Ничего я этого о ней не знал. Но сейчас вдруг подумал — быть может, она в самом деле не такая, всегда напряженная, стерва, какой выставляет себя перед нами. Быть может, ей так просто легче жить? А я до сих пор ничего в этом не понимал…
Я еще раз посмотрел на кончики, со старательной аккуратностью завернутые под край платка — и пошел обедать.
После обеда опять сел за свою записку.
Виолетта оказалась права. Нельзя сказать, чтобы писать стало легче, но рука болела чуть меньше. Словно тугая повязка, задерживая рождающуюся судорогу, не давала растекаться ей выше кисти. Надо бы поблагодарить ее, — подумал я, поднявшись из-за стола, и пошел за шкаф.

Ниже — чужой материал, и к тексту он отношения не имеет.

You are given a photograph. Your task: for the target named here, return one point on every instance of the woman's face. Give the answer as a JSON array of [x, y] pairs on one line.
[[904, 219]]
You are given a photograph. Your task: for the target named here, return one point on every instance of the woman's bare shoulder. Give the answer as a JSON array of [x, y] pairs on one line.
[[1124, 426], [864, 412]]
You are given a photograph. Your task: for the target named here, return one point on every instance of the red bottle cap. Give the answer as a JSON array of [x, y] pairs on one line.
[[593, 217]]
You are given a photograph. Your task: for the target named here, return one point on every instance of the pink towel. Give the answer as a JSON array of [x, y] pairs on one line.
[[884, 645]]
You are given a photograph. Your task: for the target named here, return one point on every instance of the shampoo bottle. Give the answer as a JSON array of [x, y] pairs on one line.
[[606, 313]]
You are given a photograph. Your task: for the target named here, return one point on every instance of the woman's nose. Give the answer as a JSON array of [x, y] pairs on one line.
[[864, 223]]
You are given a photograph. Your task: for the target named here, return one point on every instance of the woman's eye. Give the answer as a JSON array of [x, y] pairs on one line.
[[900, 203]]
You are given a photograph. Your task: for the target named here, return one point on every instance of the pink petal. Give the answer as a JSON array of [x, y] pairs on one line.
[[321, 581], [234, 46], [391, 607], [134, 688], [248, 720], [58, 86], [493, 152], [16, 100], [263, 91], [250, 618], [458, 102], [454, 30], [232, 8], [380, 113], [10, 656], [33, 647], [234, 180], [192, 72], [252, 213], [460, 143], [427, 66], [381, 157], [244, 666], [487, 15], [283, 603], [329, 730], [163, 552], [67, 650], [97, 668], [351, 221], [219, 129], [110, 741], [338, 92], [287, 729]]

Территория Виолетты была строго им отграничена. Выражаясь языком политики, это был женский анклав внутри мужского государства. Там она занималась своими делами, тихо принимала подруг и пила кофе, пользуясь дополнительной розеткой.
Последний процесс давно был в нашем секторе предметом дебатов. Мы пили чай, заваривая его сразу на всех: кто-нибудь регулярно приносил заварку, или мы скидывались и покупали на сектор. А Виолетта предпочитала кофе у себя за шкафом. Причем не растворимый — раздобыть который в нашем городе всегда было трудно — а молотый, засыпая неимоверное количество в чашку и наполняя комнату ароматом, от которого можно было сойти с ума. Это если пила обычный московский. Если же ей кто-то привозил индийский или немецкий, то сектор впадал в оцепенение, будучи в состоянии продолжать работу. Кофе Виолетта пила в одиночку, никого не приглашая; даже своих подруг никогда не угощала, предлагая им только чай — что тоже было ясно по запаху. В общем, она оберегала свою маленькую нишу, куда не хотела пускать посторонних.